First off, I cannot believe it is already August!! Where has the year gone already?! But I’m also grateful to be out of July.

For the last five years, it’s been a hard month full of memories of what once was, grieving in a healthy way, and coming around year after year to celebrate a life. This year was different. It was five, FIVE, years ago I lost my spouse and Breelyn’s daddy. It feels like so much time has gone by, and then too like it was yesterday I said goodbye and headed off to Dallas while he went to play golf!  Not only was July 2018 a month of memory, but also a month of more loss for my friends. We lost three friends in the span of two weeks. It is not easy to watch your friends hurt and be in pain that no one can take away. I know this pain all too well. There is shock, denial, grief and sadness. Truth be told, that’s really all there is for a while. And eventually you find peace, grace, love, honor, life, and hope. I say all of this not to create sadness for what is, but to bring awareness to discussing our loss with the people we love most. It’s never easy and it is by far the last thing we want to do when feeling sad. But quite possibly just talking about it more openly could have saved two friends lives this last month. 

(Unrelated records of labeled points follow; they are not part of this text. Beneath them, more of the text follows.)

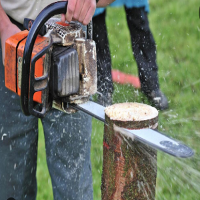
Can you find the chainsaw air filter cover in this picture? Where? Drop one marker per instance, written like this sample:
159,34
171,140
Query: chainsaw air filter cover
64,72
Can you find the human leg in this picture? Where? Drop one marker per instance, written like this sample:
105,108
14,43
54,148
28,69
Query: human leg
68,141
18,147
144,49
104,82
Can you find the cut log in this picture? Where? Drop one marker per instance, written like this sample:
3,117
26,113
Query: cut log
129,167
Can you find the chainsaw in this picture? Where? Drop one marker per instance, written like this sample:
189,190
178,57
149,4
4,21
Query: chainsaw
53,65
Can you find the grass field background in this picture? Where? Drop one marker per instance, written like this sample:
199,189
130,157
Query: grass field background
176,29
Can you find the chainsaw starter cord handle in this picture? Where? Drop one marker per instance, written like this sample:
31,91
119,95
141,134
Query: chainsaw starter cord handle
45,14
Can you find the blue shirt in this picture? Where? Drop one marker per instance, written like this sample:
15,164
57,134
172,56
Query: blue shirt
127,3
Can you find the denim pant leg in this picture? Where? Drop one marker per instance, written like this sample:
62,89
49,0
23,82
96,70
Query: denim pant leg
18,147
144,48
68,141
100,36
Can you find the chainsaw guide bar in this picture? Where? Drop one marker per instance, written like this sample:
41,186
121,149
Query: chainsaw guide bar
147,136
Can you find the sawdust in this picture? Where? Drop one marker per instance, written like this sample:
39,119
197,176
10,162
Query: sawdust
131,112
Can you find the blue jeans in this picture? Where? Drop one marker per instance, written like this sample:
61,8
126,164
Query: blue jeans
67,140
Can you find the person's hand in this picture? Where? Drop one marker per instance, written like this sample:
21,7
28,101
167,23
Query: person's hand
80,10
7,32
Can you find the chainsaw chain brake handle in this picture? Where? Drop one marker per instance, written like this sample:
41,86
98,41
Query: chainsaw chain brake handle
39,83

I unknowingly wrestled with depression after Zack died. I stayed strong for Breelyn because she was so young- I had no other choice. But it wasnt until I truly got back on my feet that I realized how down I really was for many months. I slept longer than I needed, I sometimes never got out of my jammies, and I ate horribly. *and this was all okay for me to do- i lost one of the most important people in my life*  I enrolled into school at Wesleyan University and it brought God back into my life. My heart felt less heavy with each passing month and my life was (slowly) forever changed. Earlier this year I began a journey with Holy Yoga to become a yoga instructor. It puts Christ at the center of our practice vs the self. Currently, I am doing a discipleship group at church with some awesome women and I ran across a passage from Pope Benedict XVI that inspired me to make this post.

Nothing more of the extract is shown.